Rumusan KPAI adanya tindakan yang tidak beradab itu, setidaknya terdapat beberapa penyebabnya, yaitu pertama, pengaruh lingkungan dan teman sebaya. Kedua, karena disfungsi keluarga dan yang ketiga karena cara berfikir yang serba instan. Keempat, karena bullying yang kerap dialami. Kelima, karena dampak buruk dari tontonan yang mengandung unsur kekerasan
Catatan tersebut harus segera direalisasikan untuk dicarikan solusinya. Tugas Kemendikbud untuk menggandeng KPAI, sudah seharusnya demi mewujudkan impian bangsa. Karena disadari atau tidak, salah satu dari penyebab kebejatan moral sampai sekarang masih banyak kita jumpai. Katakan saja, iklan atau tanyangan di internet yang tidak sehat masih mudah diakeses anak-anak.

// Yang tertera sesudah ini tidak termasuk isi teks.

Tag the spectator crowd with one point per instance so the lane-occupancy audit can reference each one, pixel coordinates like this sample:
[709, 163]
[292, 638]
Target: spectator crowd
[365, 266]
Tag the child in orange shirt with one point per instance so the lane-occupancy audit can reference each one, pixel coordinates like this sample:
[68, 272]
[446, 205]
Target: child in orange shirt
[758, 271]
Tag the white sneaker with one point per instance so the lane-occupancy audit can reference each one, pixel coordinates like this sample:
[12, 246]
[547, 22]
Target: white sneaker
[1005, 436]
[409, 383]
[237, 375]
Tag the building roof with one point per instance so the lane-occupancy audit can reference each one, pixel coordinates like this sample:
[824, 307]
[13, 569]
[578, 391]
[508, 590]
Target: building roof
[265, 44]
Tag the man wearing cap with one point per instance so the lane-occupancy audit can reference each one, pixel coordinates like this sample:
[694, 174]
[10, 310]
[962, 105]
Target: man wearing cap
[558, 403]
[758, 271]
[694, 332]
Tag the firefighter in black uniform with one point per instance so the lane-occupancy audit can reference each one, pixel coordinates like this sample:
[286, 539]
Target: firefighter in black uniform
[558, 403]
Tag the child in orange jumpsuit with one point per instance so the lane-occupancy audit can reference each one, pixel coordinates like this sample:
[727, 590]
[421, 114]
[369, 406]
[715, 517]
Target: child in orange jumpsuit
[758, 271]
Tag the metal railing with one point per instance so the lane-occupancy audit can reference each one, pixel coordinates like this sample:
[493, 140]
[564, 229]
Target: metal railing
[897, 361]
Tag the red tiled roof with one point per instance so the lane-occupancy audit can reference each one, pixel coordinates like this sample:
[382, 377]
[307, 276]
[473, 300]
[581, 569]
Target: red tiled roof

Jadi, anak sebagai agen perubahan, dan penerus zaman ini semestinya mendapat perhatian serta perlindungan sepenuhnya. Masyarakat hanya mengerti yang berhak membuat peraturan ketertiban terkait pendidikan hanyalah pemerintah. Maka harapan sepenuhnya selain kepada Tuhan juga kepada pemerintah sebagai wakil Tuhan. Wallahu alam.